Title: The Hats of Marvello

A girl in a green top hat surrounded by white bunnies and one black bunny. The Hats of Marvello by Amanda Graham.

Author: Amanda Graham

Genre: Fantasy

Publisher: HarperCollins Australia

Published: 8th March 2023

Format: Hardcover

Pages: 304

Price: $19.99

Synopsis:  A delightfully fantastical story for middle-grade readers that sparkles with magic and mystery. Perfect for Emily Rodda fans.

No matter how much Olive longs for a pet rabbit, it’s never going to happen. Not when she lives in an Australian country town where most people think they’re a pest.

So imagine Olive’s shock when she unexpectedly finds not one, but one hundred and one rabbits. And one of them can talk!

How Olive will ever be able to hide and protect the rabbits is going to be her greatest challenge, and all while preparing for the Year 5 play. At least she has her costume ready, although the old top hat she found in the local op-shop seems very odd …

Perfect for fans of Emily Rodda, The Hats of Marvello is a delightful, magical adventure story that will keep readers spellbound.

~*~

Olive lives in Mount Dry, a small country town on the border of Victoria and South Australia that hates rabbits. At eleven years old, Olive is in year five and her class is set to put on a play called Fab Fox and Superdingo about all the wonderful animals in the world – except, according to her grandfather, rabbits. Olive lives with her mum and grandfather on their farm, whilst her father works in a FIFO job. And now Olive needs a fantastic costume befitting a narrator for the play, so she heads to Poppy’s Oppy with Mum to get her costume.
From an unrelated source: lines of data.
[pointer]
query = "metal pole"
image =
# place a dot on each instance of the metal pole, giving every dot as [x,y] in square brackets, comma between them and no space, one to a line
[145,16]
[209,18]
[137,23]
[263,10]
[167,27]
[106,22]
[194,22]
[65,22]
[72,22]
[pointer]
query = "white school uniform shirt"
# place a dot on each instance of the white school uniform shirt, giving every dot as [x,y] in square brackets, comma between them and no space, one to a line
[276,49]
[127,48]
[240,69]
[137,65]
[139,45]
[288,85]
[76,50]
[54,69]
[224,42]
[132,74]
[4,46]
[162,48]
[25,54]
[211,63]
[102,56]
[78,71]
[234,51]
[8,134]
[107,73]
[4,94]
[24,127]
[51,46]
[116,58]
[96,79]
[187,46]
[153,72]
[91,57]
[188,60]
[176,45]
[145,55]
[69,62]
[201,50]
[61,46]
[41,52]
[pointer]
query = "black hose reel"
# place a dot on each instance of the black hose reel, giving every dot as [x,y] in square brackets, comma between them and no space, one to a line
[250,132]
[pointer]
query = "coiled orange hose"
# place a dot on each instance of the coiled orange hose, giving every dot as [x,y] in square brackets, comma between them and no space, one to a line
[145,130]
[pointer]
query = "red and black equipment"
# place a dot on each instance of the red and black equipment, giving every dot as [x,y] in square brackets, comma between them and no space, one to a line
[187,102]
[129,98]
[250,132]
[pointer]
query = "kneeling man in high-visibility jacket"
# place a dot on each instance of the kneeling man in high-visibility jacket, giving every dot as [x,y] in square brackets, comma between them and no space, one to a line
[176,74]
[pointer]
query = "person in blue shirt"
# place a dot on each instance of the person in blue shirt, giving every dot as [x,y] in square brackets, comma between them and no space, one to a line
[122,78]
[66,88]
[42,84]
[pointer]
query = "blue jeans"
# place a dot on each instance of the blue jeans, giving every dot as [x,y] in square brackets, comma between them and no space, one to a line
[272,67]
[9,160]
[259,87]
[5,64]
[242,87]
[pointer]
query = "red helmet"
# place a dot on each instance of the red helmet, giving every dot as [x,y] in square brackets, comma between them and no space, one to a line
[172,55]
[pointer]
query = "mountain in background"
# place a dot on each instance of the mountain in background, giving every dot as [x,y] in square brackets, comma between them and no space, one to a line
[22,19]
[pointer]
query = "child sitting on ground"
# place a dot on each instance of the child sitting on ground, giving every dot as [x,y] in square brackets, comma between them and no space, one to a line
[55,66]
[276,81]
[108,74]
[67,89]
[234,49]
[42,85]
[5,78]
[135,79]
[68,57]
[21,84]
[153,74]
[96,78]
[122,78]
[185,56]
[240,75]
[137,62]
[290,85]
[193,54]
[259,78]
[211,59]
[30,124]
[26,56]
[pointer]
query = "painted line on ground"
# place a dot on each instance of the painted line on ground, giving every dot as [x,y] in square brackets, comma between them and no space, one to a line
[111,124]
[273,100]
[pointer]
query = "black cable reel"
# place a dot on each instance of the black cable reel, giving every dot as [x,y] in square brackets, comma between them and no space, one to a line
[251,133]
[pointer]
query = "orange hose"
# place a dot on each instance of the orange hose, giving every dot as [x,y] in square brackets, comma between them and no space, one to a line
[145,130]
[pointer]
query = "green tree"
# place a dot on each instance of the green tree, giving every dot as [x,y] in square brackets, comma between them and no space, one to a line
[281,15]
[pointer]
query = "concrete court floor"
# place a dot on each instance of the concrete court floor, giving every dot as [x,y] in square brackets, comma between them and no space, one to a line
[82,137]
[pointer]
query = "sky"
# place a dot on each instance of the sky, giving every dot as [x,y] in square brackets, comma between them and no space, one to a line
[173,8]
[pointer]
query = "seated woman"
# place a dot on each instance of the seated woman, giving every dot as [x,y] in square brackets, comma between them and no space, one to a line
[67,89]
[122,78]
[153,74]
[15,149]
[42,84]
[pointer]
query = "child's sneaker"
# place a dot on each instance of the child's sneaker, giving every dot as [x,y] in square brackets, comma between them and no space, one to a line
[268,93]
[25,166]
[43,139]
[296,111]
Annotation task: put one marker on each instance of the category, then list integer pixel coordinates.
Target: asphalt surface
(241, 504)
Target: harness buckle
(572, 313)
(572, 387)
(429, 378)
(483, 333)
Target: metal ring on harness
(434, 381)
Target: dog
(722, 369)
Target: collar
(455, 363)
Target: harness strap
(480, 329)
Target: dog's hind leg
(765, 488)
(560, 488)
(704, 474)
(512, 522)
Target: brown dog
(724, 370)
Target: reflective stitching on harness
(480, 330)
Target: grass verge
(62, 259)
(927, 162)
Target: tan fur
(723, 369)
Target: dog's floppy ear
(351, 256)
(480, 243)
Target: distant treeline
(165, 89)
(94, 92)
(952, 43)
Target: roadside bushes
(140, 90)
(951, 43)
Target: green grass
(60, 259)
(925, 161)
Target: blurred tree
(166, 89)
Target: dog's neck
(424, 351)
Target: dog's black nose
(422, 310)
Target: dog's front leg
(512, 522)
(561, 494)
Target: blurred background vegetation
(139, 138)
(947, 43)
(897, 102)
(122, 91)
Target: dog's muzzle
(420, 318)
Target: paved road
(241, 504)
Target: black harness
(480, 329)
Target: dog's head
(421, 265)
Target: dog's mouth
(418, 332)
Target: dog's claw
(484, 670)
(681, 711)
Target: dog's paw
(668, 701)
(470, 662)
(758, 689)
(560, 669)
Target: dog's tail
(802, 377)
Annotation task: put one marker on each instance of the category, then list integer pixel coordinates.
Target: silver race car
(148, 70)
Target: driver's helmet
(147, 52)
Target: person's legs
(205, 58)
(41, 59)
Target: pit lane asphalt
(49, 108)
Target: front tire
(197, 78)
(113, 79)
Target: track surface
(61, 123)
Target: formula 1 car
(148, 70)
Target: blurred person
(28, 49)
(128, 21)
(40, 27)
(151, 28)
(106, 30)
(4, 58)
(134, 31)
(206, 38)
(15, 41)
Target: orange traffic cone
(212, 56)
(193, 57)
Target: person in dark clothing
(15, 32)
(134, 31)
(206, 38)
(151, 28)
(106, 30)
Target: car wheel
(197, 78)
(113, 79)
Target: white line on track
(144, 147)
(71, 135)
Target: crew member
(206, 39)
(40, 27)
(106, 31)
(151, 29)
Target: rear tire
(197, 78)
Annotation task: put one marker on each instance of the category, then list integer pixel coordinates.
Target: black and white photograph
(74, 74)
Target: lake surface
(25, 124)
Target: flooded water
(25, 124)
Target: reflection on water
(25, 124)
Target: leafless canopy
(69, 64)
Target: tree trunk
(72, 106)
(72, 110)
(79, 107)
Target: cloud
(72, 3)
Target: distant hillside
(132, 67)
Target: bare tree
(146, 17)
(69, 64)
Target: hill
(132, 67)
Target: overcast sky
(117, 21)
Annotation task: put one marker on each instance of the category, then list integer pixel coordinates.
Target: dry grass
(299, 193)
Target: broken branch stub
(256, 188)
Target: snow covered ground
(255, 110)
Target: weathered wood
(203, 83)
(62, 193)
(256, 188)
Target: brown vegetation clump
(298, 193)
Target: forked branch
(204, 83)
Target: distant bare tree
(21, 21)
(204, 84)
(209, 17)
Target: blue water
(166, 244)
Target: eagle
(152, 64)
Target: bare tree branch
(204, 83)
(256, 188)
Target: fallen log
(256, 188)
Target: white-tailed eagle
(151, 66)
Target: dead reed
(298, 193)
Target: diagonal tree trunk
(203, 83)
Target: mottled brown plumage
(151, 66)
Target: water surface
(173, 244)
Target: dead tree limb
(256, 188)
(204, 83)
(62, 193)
Here, she finds an old green top hat – perfect for a narrator! But one day it starts to buzz, and a hundred white rabbits and one black rabbit appear from the hat. Olive loves rabbits but most of the people in Mount Dry don’t, so she has to hide them until she can get them back to where they came from.

At the same time in England, two magicians – Reynard and Wilby, are practising a trick to pull one hundred rabbits out of a hat. One is good, and one is bad – and this is where the mystery and fantasy come into play – how do the rabbits – so many of them – come out of one hat, and what is Reynard really up to? Olive will soon be caught up in something that is magical and fantastical. She discovers that the rabbits can travel between hats – and between Australia and England! But where did the hats come from, and how did Olive’s hat end up in Australia? She sets off on a trail of discovery – about the hats, about magic, about a man called Marvello and his link to her home town. So can Olive help Robbit, the talking black rabbits, his friends, Wilby, and her town, and solve the mystery of Marvello and his magical hats and still participate in her school play? Read on to find out!
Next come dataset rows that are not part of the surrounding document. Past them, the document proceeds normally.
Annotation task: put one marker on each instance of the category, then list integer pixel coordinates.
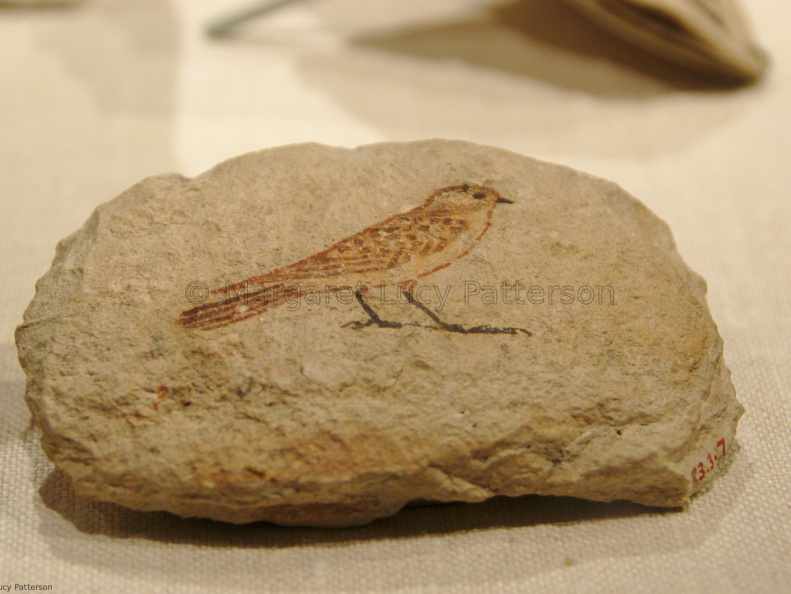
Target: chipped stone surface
(711, 36)
(597, 374)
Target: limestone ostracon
(317, 336)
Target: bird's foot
(486, 329)
(380, 323)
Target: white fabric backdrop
(94, 98)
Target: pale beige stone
(711, 36)
(303, 414)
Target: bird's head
(466, 194)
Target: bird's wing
(381, 247)
(384, 246)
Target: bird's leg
(374, 318)
(485, 329)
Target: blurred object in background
(225, 25)
(38, 3)
(709, 36)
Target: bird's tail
(216, 314)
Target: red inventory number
(703, 468)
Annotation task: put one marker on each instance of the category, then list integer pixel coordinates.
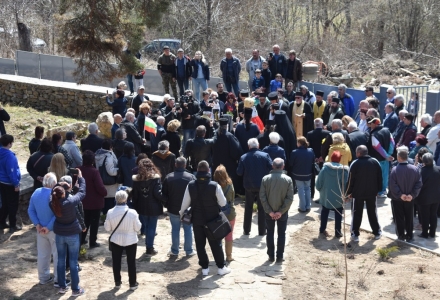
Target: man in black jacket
(205, 196)
(199, 149)
(357, 138)
(173, 188)
(405, 185)
(92, 142)
(133, 135)
(364, 182)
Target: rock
(79, 128)
(105, 123)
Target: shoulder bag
(110, 243)
(106, 178)
(217, 228)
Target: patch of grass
(384, 253)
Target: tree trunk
(24, 38)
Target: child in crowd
(258, 80)
(277, 83)
(267, 75)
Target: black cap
(244, 93)
(273, 96)
(223, 121)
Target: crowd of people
(263, 144)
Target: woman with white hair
(340, 145)
(200, 74)
(426, 123)
(123, 223)
(43, 218)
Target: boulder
(105, 122)
(79, 128)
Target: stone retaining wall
(66, 99)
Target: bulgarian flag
(256, 119)
(150, 126)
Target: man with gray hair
(276, 194)
(230, 67)
(273, 149)
(133, 135)
(391, 93)
(253, 166)
(43, 219)
(391, 119)
(347, 100)
(92, 142)
(404, 186)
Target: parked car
(156, 46)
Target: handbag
(106, 178)
(187, 216)
(217, 228)
(109, 243)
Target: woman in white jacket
(124, 237)
(111, 166)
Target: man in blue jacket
(9, 184)
(43, 218)
(253, 166)
(231, 68)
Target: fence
(60, 68)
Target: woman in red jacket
(93, 202)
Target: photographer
(189, 110)
(170, 112)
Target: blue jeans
(187, 134)
(199, 85)
(68, 243)
(303, 194)
(150, 223)
(229, 86)
(385, 166)
(130, 82)
(281, 240)
(183, 85)
(175, 235)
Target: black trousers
(91, 219)
(9, 204)
(216, 248)
(253, 195)
(403, 212)
(428, 218)
(358, 210)
(131, 262)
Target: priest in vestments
(319, 105)
(301, 115)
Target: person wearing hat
(301, 115)
(183, 71)
(381, 147)
(230, 67)
(262, 107)
(410, 132)
(166, 67)
(139, 99)
(275, 104)
(247, 130)
(200, 74)
(319, 105)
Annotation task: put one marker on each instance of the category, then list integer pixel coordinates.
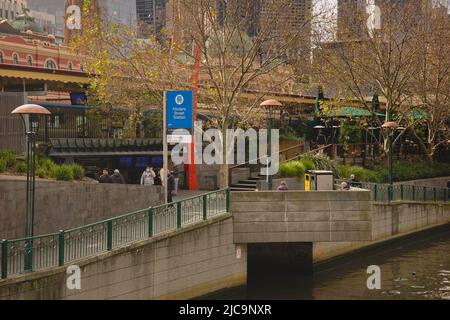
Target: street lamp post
(270, 105)
(33, 111)
(390, 128)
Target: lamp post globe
(270, 106)
(390, 127)
(30, 112)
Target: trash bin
(319, 180)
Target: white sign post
(165, 149)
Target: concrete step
(243, 186)
(238, 189)
(249, 182)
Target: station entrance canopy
(13, 77)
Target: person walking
(117, 177)
(283, 186)
(158, 181)
(148, 177)
(105, 177)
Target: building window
(50, 64)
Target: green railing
(404, 192)
(65, 246)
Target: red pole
(192, 173)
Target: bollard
(4, 259)
(61, 248)
(178, 215)
(150, 222)
(205, 207)
(109, 238)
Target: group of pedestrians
(149, 178)
(116, 177)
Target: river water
(411, 269)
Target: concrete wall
(389, 222)
(194, 261)
(238, 174)
(269, 217)
(293, 184)
(62, 205)
(208, 177)
(440, 182)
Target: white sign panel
(176, 138)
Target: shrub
(9, 157)
(63, 173)
(291, 169)
(50, 167)
(401, 171)
(41, 173)
(21, 167)
(321, 162)
(2, 165)
(345, 171)
(77, 171)
(308, 164)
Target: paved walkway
(183, 194)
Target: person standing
(117, 177)
(148, 177)
(105, 177)
(170, 186)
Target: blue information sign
(179, 109)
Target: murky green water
(411, 269)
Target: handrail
(56, 249)
(307, 152)
(263, 157)
(384, 192)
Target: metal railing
(65, 246)
(404, 192)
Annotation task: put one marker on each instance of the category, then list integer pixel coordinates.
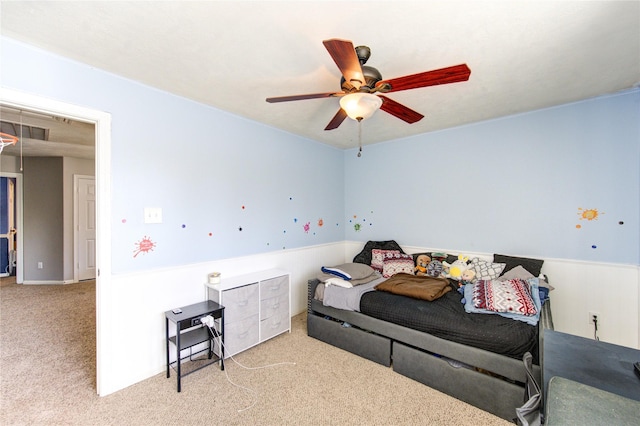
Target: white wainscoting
(133, 331)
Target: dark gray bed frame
(411, 353)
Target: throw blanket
(416, 286)
(347, 298)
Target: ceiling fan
(362, 84)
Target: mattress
(446, 318)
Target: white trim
(102, 122)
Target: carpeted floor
(47, 367)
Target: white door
(86, 228)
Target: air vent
(29, 132)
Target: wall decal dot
(145, 245)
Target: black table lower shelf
(198, 359)
(190, 332)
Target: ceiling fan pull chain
(360, 138)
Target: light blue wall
(514, 185)
(211, 172)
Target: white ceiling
(523, 55)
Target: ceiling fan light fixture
(360, 106)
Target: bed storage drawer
(367, 345)
(481, 390)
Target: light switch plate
(152, 215)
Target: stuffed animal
(455, 269)
(422, 261)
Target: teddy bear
(422, 261)
(455, 269)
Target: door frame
(102, 122)
(76, 224)
(19, 241)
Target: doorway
(8, 226)
(102, 122)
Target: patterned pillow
(512, 296)
(377, 258)
(394, 263)
(486, 270)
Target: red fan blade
(303, 97)
(447, 75)
(345, 57)
(398, 110)
(337, 120)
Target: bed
(474, 357)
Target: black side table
(190, 332)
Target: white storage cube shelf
(256, 308)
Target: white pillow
(486, 270)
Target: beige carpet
(47, 367)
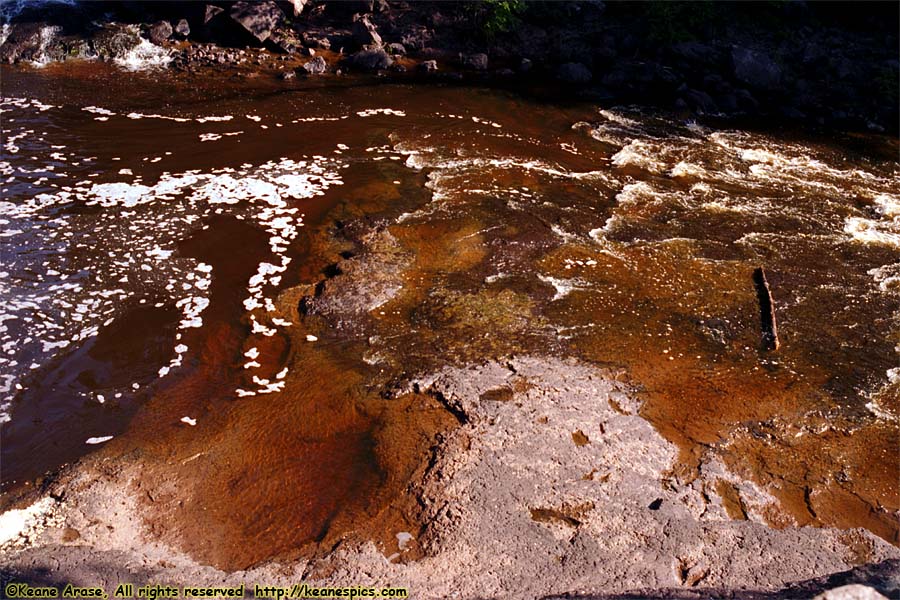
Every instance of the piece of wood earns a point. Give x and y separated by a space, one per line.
769 326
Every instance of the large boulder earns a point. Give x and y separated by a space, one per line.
575 73
477 62
259 19
115 41
371 59
364 32
756 69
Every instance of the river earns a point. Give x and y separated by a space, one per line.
154 229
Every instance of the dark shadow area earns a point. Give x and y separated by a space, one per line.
883 576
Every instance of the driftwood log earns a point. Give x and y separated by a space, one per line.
769 326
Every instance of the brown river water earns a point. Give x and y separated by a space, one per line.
158 235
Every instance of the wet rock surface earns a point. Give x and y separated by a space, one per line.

Amanda Graham’s new middle reader’s book for readers aged eight and older starts off as an unassuming story – quite normal, and quite straightforward, but by chapter two, is becomes clear that it is anything but a straightforward, normal story. As the magical hat starts to release the bunnies, and we meet the sinister magician half a world away from Olive as the book alternates between Reynard and Olive, England and Australia, the story and the crux behind it is revealed slowly and we learn what we need to know as we need to know it – so that when we as readers reach the climax, there are many ways that the story could end and I know which one I was hoping for. I liked the way this was done, as it allowed the story to remain simple to follow but had layers of complexity that allowed the layers of magic to be revealed as we needed to know about them. Like any good mystery, hints are dropped at the start, and explained later on, and done in a way that is befitting of the novel and doesn’t leave the reader in the dark as to what it is all about.
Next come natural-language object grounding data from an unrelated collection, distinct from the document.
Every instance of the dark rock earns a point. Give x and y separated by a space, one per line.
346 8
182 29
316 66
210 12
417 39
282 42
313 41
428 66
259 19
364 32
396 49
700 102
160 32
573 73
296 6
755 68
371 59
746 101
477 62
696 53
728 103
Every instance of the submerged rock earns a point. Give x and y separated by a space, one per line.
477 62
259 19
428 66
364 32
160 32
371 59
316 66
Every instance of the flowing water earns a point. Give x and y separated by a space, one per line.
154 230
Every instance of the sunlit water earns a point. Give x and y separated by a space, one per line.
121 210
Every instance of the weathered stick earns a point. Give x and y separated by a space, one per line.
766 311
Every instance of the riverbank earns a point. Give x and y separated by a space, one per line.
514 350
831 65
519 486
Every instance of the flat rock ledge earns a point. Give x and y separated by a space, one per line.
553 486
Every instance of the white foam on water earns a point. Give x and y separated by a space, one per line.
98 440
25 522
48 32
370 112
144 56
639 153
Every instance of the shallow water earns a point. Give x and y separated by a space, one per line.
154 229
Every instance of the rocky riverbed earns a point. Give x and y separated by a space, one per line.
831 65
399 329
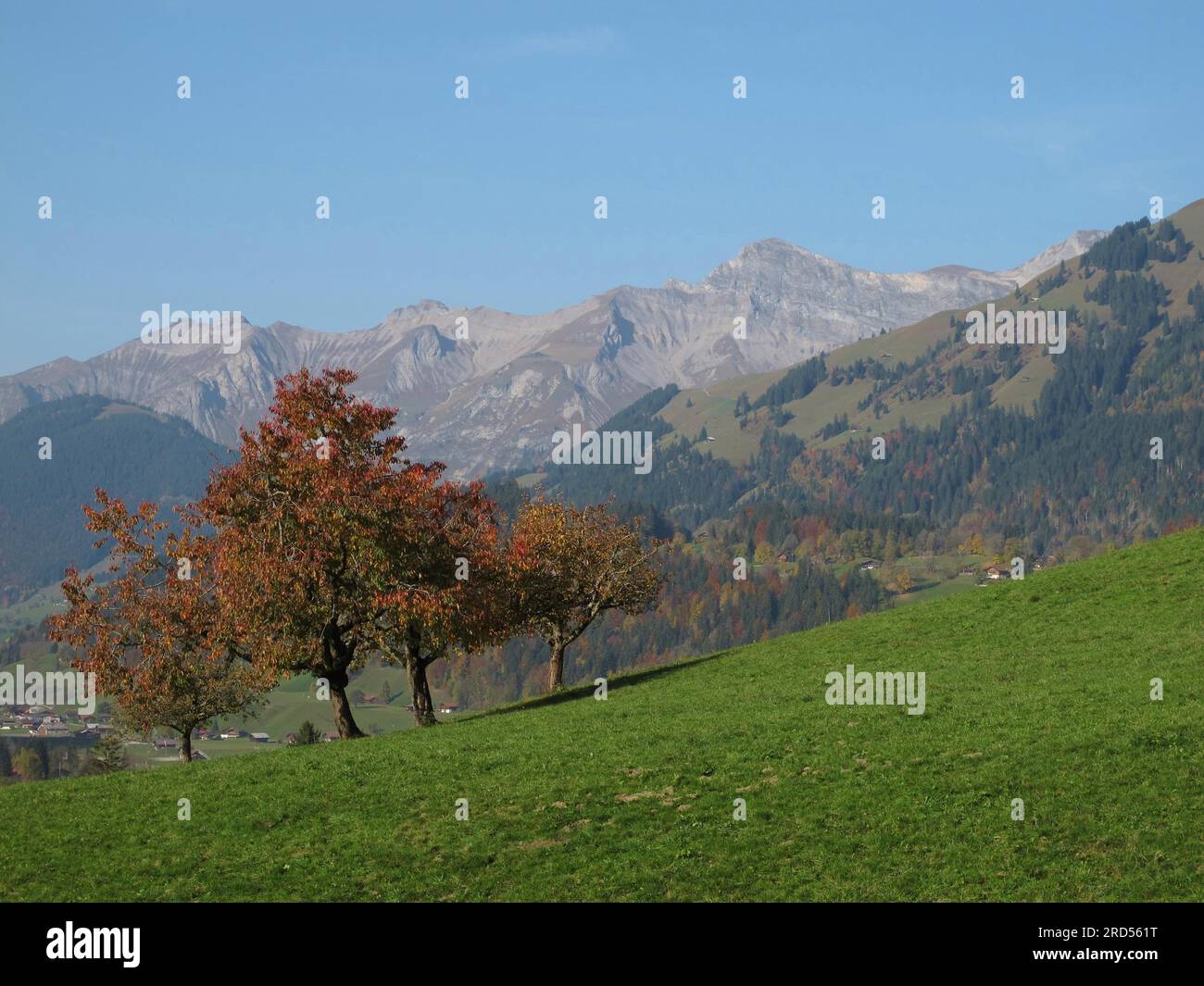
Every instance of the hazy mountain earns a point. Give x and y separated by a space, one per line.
494 397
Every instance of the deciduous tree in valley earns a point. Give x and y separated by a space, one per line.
569 565
304 518
152 632
452 595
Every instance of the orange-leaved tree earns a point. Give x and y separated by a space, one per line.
453 596
567 565
152 632
305 521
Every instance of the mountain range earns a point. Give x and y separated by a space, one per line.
483 389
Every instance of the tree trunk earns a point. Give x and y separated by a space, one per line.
557 666
420 689
342 708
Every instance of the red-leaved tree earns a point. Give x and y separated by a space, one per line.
152 632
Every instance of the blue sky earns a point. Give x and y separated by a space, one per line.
208 203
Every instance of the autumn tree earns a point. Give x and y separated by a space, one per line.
304 519
152 632
569 565
453 596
Whilst all the magic and mayhem is going on, is the very real family dynamics, and what it is like to live in a country town, on a farm, and in a family struggling for money. As Olive’s family struggles with crops and rabbits, money and what to do after accidents, we get to see how this reality impacts Olive and her desires, her dreams, and her anxieties about so many things. So the story is about her finding her place, and working out how to help Robbit and his friends, Wilby, and the bunnies in her town that everyone wants to get rid of. The intersection of reality and magic worked well together – you would think it would be quite out of place, but I think Amanda has woven the themes together well, so that they make sense and are entertaining for readers of all ages. It is one of those fun reads that has layers, but you can read it for any of these layers and nuances, or just read for a fun story filled with rabbits and magic.

I think readers aged eight and older will enjoy this, in particular confident readers however, as the chapters are short, it is also good to read aloud to reluctant readers, as the themes might be what they need to encourage them to explore a book like this, and it has illustrations throughout by Lavanya Naidu that add to the magic of the story, and cement the setting and characters in the minds of readers, and I hope people enjoy this book.